Netflix has understood that they don’t need to hire armies of PhD’s in statistical analysis to get what they need. They just “crowd source” their innovation. According to the New York Times, thousands of teams from 186 countries made submissions. The winning group is a merger of different smaller teams, who initially competed against each other. A Survivor-like situation emerged with different individuals and groups trying to form alliances to beat the others.


Google, Amazon and Netflix run highly profitable, multi-billion businesses based on a simple principle: attract as many users as possible and have them interact on your site, gain a detailed understanding of their needs and interests and analyze this against huge quantities of data on their peers to create the best value propositions. There are some lessons here.

3 comments:

  1. This is an amazing story! Kept kicking myself for not taking statistics in school! :-)

    I also believe that Netflix would have spent more money and time, to achieve weaker quality algorithms, if they had in-sourced this.

    This model also fostered collaboration between unknown individuals...but point to note is that hundreds of such collaborations failed and only 2 teams succeeded. Collaboration is another area that needs innovation - more on the social, human interaction side than technology.

    Definitely, for Netflix, this was innovation on the cheap! Million dollar well spent...

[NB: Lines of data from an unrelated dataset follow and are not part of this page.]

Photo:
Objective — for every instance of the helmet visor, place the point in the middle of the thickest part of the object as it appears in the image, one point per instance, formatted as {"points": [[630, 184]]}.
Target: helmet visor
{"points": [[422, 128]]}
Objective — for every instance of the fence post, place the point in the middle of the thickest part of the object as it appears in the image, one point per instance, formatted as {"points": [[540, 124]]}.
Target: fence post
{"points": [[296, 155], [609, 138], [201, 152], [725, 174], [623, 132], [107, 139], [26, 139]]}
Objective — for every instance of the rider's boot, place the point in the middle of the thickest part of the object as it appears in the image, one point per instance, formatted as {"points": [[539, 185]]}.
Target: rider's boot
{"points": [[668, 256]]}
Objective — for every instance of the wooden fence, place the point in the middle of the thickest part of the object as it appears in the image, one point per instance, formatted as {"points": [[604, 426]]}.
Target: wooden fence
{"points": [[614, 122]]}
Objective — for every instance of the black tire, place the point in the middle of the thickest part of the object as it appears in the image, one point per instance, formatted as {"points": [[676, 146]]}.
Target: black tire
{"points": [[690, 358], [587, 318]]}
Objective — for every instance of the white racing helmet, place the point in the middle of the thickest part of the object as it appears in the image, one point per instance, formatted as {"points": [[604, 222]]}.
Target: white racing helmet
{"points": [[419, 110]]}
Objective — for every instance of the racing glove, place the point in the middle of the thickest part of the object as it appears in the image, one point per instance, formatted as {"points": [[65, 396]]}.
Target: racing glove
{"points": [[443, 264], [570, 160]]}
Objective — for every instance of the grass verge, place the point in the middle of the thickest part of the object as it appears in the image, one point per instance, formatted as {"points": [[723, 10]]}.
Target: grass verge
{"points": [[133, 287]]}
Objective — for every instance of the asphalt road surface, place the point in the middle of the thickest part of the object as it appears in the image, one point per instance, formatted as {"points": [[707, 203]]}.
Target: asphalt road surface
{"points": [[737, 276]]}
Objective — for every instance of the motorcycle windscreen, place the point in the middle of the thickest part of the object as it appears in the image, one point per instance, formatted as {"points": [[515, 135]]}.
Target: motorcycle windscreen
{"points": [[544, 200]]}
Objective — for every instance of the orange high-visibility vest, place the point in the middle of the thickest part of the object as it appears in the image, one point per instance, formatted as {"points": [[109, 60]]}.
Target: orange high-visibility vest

    Looking forward to watching movies, which otherwise would never hear about....

    ReplyDelete
  2. Certainly Jeroen, there are lessons to be learned, although I still think it will be hard to predict the succes of a movie...

    ReplyDelete
  3. Yes..some human beings are erratic and unpredictable, others fit nicely with behavioral patterns. Or maybe as someone said: "there are two types of people; those who believe that there two types of people and those who believe that is is a bit more nuanced."

    Collaboration remains a tough one. Someone asked me "how can open source work, while I can not even get the guys sitting across the hall working together?". If you look at what makes open source tick, there are a couple of ingredients:
    - Mutual respect of the participants
    - Sense of belonging to a team which is on a quest to deliver something of substance
    - Friendly competition (in this case to show who is the smartest)
    - Compulsion to keep at it until the job is done

    As always, technology can be an enbabler, but will never be the cause of people working together well.